Michael China was masterful against the Buffanblu (1-1), tossing a four-hit shutout in just 73 pitches while striking out two and walking none. The senior pitched behind a stout defense that had no errors and made each play look routine.
“Just throwing strikes, trusting my defense, trusting myself in throwing those pitches and trusting the location I throw it in,” said China, who stifled the Buffanblu with his mix of speeds and locations, all from the same arm slot. “I can’t do anything once I release the pitch.”
At the plate, MPI touched Punahou for 13 hits, including nine off of starter Kahi Bisho, who was done after four innings. Bisho, a Kansas signee, finished with one strikeout and two walks after 74 pitches.
Four of the Owls’ hits came from catcher Mackenzee Higuchi, who has already earned cleanup hitting duties as a freshman. Higuchi was a perfect 4-for-4 for the day with a double and an RBI.
“I had to work hard during the offseason and to get here feels like a really big accomplishment to me,” he said. “It’s been pretty surprising. I was expecting something a little different. It feels different but at least (Higuchi’s teammates) are happy and include me.”

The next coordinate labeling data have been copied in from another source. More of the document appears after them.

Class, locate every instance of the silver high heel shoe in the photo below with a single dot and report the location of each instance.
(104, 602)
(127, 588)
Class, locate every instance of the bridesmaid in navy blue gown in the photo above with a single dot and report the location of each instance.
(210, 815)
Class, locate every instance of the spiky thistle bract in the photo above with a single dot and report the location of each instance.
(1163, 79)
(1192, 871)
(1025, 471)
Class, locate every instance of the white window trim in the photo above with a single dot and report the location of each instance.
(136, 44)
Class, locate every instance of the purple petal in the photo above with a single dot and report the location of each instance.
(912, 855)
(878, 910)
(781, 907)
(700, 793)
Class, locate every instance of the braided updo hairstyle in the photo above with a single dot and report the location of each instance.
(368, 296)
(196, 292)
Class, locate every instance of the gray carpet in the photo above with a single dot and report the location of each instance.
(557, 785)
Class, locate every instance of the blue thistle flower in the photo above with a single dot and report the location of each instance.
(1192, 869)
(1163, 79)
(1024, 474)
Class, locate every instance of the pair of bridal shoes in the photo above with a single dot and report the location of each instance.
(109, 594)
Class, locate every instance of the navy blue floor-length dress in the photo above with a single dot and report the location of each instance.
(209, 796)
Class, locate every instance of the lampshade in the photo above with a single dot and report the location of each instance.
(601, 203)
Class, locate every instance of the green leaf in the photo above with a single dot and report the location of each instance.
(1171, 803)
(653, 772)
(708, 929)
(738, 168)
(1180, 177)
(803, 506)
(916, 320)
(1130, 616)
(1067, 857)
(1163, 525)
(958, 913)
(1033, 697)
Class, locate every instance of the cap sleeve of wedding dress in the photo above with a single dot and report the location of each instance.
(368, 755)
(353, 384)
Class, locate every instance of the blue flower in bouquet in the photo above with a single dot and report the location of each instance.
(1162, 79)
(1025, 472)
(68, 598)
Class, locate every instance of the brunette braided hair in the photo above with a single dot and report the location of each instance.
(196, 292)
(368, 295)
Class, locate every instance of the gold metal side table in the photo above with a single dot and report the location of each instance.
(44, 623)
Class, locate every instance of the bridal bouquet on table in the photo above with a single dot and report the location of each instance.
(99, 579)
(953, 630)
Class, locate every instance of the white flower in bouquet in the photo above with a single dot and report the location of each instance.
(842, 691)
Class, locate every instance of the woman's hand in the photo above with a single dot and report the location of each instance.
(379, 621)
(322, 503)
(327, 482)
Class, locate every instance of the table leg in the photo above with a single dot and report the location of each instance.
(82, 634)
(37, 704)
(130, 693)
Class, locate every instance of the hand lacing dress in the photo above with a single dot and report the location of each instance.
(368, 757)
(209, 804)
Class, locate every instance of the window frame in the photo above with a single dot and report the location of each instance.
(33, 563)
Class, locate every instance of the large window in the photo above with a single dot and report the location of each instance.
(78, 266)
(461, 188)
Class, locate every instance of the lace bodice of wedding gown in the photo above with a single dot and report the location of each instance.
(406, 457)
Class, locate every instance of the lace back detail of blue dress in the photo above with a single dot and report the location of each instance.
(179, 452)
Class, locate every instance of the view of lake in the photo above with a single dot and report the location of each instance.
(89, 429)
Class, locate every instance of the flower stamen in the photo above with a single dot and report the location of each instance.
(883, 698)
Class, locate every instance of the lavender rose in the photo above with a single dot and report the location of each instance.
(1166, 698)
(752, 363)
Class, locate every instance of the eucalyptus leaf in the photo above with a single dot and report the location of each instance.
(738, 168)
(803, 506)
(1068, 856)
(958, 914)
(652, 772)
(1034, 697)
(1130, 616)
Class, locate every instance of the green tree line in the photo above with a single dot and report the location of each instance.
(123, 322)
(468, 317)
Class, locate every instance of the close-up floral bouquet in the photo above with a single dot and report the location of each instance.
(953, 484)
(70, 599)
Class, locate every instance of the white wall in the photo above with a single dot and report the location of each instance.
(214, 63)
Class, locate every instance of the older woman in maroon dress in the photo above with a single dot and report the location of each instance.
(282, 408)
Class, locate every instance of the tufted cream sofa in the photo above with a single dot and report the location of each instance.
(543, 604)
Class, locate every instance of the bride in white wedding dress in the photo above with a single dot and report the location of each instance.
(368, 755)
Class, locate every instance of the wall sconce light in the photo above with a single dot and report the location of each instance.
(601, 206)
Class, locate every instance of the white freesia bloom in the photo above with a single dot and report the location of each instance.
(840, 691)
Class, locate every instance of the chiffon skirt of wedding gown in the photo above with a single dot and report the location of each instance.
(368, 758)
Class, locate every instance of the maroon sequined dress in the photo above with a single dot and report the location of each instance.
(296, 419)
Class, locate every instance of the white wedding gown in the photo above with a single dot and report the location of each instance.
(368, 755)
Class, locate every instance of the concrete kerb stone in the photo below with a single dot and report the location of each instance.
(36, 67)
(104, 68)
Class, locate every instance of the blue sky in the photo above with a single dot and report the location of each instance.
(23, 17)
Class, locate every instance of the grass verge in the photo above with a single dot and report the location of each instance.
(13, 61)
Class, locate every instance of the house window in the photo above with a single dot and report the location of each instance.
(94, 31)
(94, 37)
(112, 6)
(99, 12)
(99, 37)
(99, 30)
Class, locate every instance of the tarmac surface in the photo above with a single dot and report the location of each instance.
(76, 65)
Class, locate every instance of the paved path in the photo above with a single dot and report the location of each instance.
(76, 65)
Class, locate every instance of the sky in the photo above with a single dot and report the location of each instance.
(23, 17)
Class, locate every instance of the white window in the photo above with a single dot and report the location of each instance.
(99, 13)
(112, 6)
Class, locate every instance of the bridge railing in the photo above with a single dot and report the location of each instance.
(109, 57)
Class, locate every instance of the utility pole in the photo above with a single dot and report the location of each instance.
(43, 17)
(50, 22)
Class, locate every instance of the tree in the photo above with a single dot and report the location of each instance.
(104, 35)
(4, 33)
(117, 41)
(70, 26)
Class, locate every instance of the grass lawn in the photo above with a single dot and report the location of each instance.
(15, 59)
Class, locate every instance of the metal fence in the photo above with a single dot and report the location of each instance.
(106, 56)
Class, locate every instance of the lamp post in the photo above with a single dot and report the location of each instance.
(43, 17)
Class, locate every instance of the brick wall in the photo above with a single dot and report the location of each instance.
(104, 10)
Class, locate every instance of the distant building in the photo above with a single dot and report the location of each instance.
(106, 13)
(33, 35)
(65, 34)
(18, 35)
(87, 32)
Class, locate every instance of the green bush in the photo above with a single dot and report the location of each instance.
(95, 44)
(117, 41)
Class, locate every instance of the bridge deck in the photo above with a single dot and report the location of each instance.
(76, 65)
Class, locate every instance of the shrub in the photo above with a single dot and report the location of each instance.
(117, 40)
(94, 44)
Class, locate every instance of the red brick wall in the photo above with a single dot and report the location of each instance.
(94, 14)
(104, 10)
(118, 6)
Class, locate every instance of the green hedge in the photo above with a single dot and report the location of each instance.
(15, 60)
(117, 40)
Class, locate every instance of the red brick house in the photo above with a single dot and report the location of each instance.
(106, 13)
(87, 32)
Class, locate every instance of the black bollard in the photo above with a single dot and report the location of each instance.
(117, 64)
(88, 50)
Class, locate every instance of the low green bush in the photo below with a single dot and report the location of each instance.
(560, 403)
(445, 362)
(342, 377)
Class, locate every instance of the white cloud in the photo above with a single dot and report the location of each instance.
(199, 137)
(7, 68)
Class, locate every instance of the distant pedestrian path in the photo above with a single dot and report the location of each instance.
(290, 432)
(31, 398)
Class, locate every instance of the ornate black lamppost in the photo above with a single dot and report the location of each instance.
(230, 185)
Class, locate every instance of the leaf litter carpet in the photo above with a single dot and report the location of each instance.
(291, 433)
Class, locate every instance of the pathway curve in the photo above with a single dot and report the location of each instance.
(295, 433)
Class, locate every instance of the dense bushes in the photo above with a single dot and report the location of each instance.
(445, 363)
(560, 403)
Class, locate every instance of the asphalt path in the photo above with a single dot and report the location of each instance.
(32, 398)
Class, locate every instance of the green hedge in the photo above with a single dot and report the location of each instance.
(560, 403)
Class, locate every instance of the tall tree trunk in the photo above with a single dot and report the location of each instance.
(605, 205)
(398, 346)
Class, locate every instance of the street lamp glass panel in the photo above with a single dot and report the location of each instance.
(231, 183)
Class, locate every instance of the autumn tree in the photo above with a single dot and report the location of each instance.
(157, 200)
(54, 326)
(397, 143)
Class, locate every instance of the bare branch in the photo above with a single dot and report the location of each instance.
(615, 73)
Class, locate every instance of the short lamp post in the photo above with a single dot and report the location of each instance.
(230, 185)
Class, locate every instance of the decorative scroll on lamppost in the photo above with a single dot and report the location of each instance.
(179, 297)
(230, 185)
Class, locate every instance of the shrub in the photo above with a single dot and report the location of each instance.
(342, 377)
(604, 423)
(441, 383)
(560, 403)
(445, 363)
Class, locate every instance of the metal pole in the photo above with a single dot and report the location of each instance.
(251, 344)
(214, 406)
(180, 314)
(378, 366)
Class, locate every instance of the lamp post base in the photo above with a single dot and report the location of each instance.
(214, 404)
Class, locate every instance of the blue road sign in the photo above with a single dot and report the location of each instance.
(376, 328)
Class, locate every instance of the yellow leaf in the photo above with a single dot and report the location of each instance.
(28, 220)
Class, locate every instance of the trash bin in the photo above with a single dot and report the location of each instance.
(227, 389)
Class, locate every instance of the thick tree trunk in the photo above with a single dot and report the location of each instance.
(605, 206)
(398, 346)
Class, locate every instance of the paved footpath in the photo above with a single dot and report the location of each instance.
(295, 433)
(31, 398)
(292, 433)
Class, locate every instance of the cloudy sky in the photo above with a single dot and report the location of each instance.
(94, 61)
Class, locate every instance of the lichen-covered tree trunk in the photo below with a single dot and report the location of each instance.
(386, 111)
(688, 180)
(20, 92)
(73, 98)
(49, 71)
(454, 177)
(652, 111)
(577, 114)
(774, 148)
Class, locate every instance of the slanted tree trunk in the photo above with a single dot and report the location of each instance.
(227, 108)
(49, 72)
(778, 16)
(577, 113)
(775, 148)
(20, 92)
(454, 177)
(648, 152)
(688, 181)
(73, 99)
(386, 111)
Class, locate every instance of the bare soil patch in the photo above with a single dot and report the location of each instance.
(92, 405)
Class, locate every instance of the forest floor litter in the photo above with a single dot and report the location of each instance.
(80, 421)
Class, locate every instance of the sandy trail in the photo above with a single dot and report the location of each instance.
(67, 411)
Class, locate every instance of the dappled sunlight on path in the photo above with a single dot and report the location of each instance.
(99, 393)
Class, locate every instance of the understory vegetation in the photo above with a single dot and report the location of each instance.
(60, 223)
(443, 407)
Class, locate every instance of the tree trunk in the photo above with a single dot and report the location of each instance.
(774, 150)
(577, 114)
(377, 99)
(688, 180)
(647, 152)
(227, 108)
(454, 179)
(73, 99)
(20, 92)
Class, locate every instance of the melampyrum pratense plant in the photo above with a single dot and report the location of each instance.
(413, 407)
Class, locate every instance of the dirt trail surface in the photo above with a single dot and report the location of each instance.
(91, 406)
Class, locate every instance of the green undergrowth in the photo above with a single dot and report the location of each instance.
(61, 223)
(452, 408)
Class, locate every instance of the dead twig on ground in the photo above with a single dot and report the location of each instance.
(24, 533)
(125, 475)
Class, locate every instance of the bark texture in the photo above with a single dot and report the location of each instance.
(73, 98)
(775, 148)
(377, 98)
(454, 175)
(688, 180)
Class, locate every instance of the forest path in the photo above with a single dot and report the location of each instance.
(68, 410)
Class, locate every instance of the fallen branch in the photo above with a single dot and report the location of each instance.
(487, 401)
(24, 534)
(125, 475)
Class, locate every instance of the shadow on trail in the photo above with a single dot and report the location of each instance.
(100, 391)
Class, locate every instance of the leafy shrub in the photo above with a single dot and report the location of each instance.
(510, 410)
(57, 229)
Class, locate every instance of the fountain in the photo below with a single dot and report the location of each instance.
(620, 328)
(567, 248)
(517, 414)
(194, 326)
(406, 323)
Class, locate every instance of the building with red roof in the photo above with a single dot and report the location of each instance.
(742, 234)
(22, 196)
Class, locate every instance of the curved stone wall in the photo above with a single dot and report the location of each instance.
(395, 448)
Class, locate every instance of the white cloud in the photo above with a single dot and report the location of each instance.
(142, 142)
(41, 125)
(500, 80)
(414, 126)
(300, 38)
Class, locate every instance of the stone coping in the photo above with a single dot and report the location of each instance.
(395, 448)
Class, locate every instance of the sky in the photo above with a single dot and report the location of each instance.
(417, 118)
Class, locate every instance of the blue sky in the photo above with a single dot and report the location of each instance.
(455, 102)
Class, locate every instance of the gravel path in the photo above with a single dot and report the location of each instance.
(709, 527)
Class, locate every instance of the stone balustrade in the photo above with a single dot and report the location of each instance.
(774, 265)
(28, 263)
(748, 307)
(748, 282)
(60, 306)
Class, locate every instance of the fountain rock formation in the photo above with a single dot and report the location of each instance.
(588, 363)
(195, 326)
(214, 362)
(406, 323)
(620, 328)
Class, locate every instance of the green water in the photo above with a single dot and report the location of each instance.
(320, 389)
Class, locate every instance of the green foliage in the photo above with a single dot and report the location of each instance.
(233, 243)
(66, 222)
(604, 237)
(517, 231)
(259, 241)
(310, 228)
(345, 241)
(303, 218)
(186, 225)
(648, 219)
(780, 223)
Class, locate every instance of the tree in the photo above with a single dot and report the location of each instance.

Despite the age difference between the two, the connection is strong between China and Higuchi. The two have known each other for years, and it showed on Saturday. Higuchi was entrusted to call the game behind the plate and China rarely shook him off.
“I’m pretty close with him,” Higuchi said. “I knew him for a while now so I know what he can do.”
“I knew this guy since 10, 11 years old,” China said of his catcher. “I trusted him and he trusted me and we completed a game with no runs.”
MPI coach Dunn Muramaru was pleased with China’s performance, while Punahou coach Keenan Sue thinks his team can take something away from the loss.
“Any time you’re gonna throw multiple pitches for strikes in this league, you’re gonna keep guys off balance. He did a really good job,” Sue said. “What I really appreciated about his approach was he’s an absolute competitor.
“He’s out there throwing strikes, he getting his team riled up, he’s at the plate swinging the bat hard. That’s how you want to play the game. I think they should be proud of that and our team has something to learn from that.”
Last year’s Owls missed out on a state tournament berth for the first time since 2009. This year’s team is striving to end its season as differently as possible.
“We have a statement to make,” China said. “Last season was one of the worst seasons ever and we just have to prove that it was just that season.”